Mutations in the SLC35C1 gene, contributing to significant differences in fucosylation patterns, may underlie the diverse phenotypic manifestations observed in leukocyte adhesion deficiency type II patients microbiology

Leukocyte adhesion deficiency II (LAD II, congenital disorder of glycosylation IIc, CDG-IIc) is a rare, autosomal recessive disorder that results in the absence of sialyl Lewis X (sLeX), a ligand essential for mediating the interactions between E- and P-selectins, on the surface of leukocytes. This deficiency impairs the initial tethering and rolling of neutrophils along the endothelial cell wall, ultimately contributing to an immunodeficient state. This condition is caused by a mutation in the SLC35C1 gene encoding the GDP-fucose transporter (SLC35C1, C1). The predominant clinical manifestations of LAD II encompass recurrent infections, dysmorphic features, diminished stature, and profound cognitive impairment (Wild et al., 2002). As of 2024, 19 cases of LAD II have been diagnosed. The hallmark characteristics observed in all patients included developmental delay and intellectual disability. It is crucial to underscore that despite mutations in the same gene, several symptoms exhibited notable variation among diagnosed individuals. For instance, leukocytosis was observed in 15 out of 19 cases, short stature in 17 out of 18 cases, and recurrent infections in 18 out of 19 individuals. Among the 12 patients with available blood group information, only 7 exhibited a Bombay blood type. It is a rare blood group type, characterized by the absence of α-1–2 fucose on the red cell membrane due to mutations in both the FUT1 and FUT2 genes, leading to inhibited expression of α-1,2-fucosyltransferases (Anso et al., 2023). Due to the lack of distinct and characteristic symptoms, genome sequencing of the suspected individual remains the primary diagnostic approach for identifying this condition. Treating individuals with LAD II poses a significant challenge due to the diversity of symptoms. So far, oral L-fucose supplementation seems to be the only treatment that has helped in some cases. Out of the 19 diagnosed individuals, seven received L-fucose treatment. Three of them showed improvement, especially in reducing leukocytosis (Hüllen et al., 2021; Etzioni et al., 1992; Marquardt et al., 1999a; Tahata et al., 2022; Hidalgo et al., 2003; Knapp et al., 2020; Etzioni et al., 2002; Helmus et al., 2006; Gazit et al., 2010).

In mammals, SLC35C1 is known as the main GDP-fucose transporter in the Golgi apparatus (Lübke et al., 2001, Lühn et al., 2001). Protein analysis shows that SLC35C1 has 10 transmembrane domains, and four of these (3, 4, 7, and 9) are highly conserved. Notably, domains 4 and 9 are characterized by high hydrophilicity (Lühn et al., 2001). When overexpressed in the HEK293T cell line, SLC35C1 protein exhibits Golgi localization, with both the N and C termini exposed to the cytosolic side. Additionally, studies have shown that the cytosolic C-terminus of SLC35C1 is essential for its transport activity, yet it does not influence the correct subcellular localization of the protein (Zhang et al., 2012).

This study aimed to investigate symptom variations in LAD II individuals by analyzing 11 mutations in the SLC35C1 gene using a human cell line. We generated HEK293T cell line variants expressing specific SLC35C1 mutations found in LAD II patients.
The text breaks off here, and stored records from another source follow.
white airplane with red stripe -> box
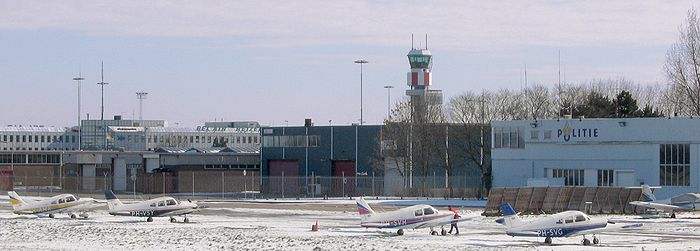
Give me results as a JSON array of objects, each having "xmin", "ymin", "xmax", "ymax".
[{"xmin": 356, "ymin": 197, "xmax": 469, "ymax": 235}]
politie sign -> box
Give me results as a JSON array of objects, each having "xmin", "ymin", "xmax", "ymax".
[{"xmin": 557, "ymin": 122, "xmax": 598, "ymax": 142}]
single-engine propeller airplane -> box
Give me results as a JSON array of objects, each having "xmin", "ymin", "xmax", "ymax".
[
  {"xmin": 105, "ymin": 190, "xmax": 199, "ymax": 222},
  {"xmin": 630, "ymin": 184, "xmax": 700, "ymax": 218},
  {"xmin": 7, "ymin": 191, "xmax": 101, "ymax": 219},
  {"xmin": 496, "ymin": 203, "xmax": 642, "ymax": 246},
  {"xmin": 355, "ymin": 197, "xmax": 473, "ymax": 235}
]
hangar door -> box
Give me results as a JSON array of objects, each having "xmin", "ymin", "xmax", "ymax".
[
  {"xmin": 332, "ymin": 160, "xmax": 355, "ymax": 196},
  {"xmin": 267, "ymin": 160, "xmax": 301, "ymax": 196}
]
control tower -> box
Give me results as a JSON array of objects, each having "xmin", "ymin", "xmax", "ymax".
[{"xmin": 406, "ymin": 39, "xmax": 442, "ymax": 119}]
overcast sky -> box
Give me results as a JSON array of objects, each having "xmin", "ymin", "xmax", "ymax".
[{"xmin": 0, "ymin": 0, "xmax": 698, "ymax": 126}]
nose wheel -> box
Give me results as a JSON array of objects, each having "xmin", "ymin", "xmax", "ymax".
[{"xmin": 544, "ymin": 237, "xmax": 552, "ymax": 245}]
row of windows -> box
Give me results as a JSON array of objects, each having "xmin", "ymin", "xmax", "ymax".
[
  {"xmin": 493, "ymin": 127, "xmax": 525, "ymax": 148},
  {"xmin": 2, "ymin": 135, "xmax": 76, "ymax": 143},
  {"xmin": 204, "ymin": 165, "xmax": 260, "ymax": 169},
  {"xmin": 134, "ymin": 135, "xmax": 259, "ymax": 144},
  {"xmin": 659, "ymin": 144, "xmax": 690, "ymax": 186},
  {"xmin": 263, "ymin": 135, "xmax": 321, "ymax": 147},
  {"xmin": 552, "ymin": 169, "xmax": 585, "ymax": 186},
  {"xmin": 0, "ymin": 153, "xmax": 61, "ymax": 164},
  {"xmin": 2, "ymin": 147, "xmax": 78, "ymax": 151}
]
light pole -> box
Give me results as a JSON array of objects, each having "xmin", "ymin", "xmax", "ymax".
[
  {"xmin": 384, "ymin": 85, "xmax": 394, "ymax": 120},
  {"xmin": 136, "ymin": 91, "xmax": 148, "ymax": 126},
  {"xmin": 355, "ymin": 59, "xmax": 369, "ymax": 125},
  {"xmin": 73, "ymin": 71, "xmax": 85, "ymax": 151},
  {"xmin": 97, "ymin": 62, "xmax": 109, "ymax": 150}
]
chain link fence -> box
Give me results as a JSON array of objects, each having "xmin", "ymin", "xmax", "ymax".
[{"xmin": 0, "ymin": 171, "xmax": 480, "ymax": 199}]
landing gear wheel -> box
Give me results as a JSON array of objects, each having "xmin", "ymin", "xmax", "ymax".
[{"xmin": 583, "ymin": 238, "xmax": 591, "ymax": 246}]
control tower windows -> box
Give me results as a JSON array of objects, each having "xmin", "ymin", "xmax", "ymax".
[{"xmin": 408, "ymin": 55, "xmax": 430, "ymax": 68}]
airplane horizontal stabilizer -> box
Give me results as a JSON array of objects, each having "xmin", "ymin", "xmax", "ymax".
[{"xmin": 501, "ymin": 203, "xmax": 518, "ymax": 216}]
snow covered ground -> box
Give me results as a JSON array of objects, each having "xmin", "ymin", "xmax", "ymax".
[{"xmin": 0, "ymin": 201, "xmax": 700, "ymax": 250}]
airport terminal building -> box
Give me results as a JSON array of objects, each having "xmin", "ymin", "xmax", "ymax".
[{"xmin": 492, "ymin": 117, "xmax": 700, "ymax": 199}]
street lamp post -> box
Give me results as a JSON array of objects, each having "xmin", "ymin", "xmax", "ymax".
[
  {"xmin": 384, "ymin": 85, "xmax": 394, "ymax": 120},
  {"xmin": 355, "ymin": 59, "xmax": 369, "ymax": 125},
  {"xmin": 97, "ymin": 62, "xmax": 109, "ymax": 150},
  {"xmin": 73, "ymin": 71, "xmax": 85, "ymax": 151}
]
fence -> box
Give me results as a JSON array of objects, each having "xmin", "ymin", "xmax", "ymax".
[{"xmin": 0, "ymin": 174, "xmax": 486, "ymax": 198}]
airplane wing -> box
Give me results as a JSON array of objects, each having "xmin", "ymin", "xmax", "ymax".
[
  {"xmin": 413, "ymin": 215, "xmax": 478, "ymax": 228},
  {"xmin": 576, "ymin": 222, "xmax": 642, "ymax": 235},
  {"xmin": 630, "ymin": 201, "xmax": 685, "ymax": 211}
]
Initially, we analyzed the subcellular localization of different transporter variants. By using our original method, we were able to calculate the percentage of core fucosylated N-glycans. Our research also marks the first characterization of O-glycans generated by modified SLC35C1 variants. Finally, we observed that all of the SLC35C1 variants positively responded to fucose treatment by increasing fucosylation.